Dual application of synthesized SnO2 nanoparticles in ion chromatography for sensitive fluorescence determination of ketoprofen in human serum, urine, and canal water samples

Abstract

The aim of this novel study was to introduce a cheap, simple, sensitive, and green methodology involving the dual application of synthesized porous SnO₂ nanoparticles (NPs) for selective conversion of non-fluorescent ketoprofen (KP) into a highly fluorescent species and as a sorbent in a μ-sample preparation method for extraction of KP from the three complex human serum, urine, and canal water samples. The clean separation and sensitive fluorescence determination of KP from these complex samples were carried out by coupling an ion chromatograph with a fluorescence detector (IC-FLD). The sorbent was prepared by a simple chemical precipitation method in water and characterized via various techniques.

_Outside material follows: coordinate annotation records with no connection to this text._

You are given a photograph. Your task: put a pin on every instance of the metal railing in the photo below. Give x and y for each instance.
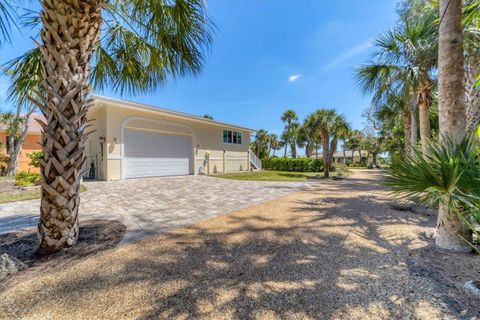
(255, 161)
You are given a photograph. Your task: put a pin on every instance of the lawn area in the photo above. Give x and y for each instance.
(25, 195)
(265, 175)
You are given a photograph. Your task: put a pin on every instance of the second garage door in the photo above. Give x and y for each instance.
(152, 154)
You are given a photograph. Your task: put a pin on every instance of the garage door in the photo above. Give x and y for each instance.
(151, 154)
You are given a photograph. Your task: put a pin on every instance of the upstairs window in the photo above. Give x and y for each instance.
(230, 136)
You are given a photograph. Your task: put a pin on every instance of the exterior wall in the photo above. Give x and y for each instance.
(209, 153)
(31, 144)
(95, 148)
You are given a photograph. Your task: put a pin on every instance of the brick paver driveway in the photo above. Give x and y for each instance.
(155, 205)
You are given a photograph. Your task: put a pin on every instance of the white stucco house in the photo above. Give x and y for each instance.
(133, 140)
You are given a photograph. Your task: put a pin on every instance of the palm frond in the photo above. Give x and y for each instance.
(26, 77)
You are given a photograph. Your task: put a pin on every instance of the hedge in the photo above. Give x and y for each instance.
(293, 165)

The porous SnO₂ NPs, in addition to their role in the selective conversion of KP into a highly fluorescent species, also act as an effective sorbent for the selective degradation and elimination of polar organics, inorganic matrices, and heavy metals in complex samples. The optimized analytical method exhibited satisfactory linearity for ketoprofen in the concentration range of 0.2–1.5 mg kg⁻¹ with a correlation coefficient (r²) of 0.997. The limit of detection (LOD) and quantification (LOQ) in human serum, urine, and canal water samples were 0.1 μg kg⁻¹, 0.5 μg kg⁻¹, and 0.39 μg kg⁻¹ and 1.3 μg kg⁻¹, 0.3 μg kg⁻¹, and 1.7 μg kg⁻¹, respectively. The method also showed good intra-day and inter-day precisions at the two concentration levels of 0.5 mg kg⁻¹ and 1.3 mg kg⁻¹ in complex samples with the relative standard deviations (RSDs) less than 16.3% (n = 5), and satisfactory recoveries were retrieved in the range of 85.1–101.4% with minimum or no matrix effect.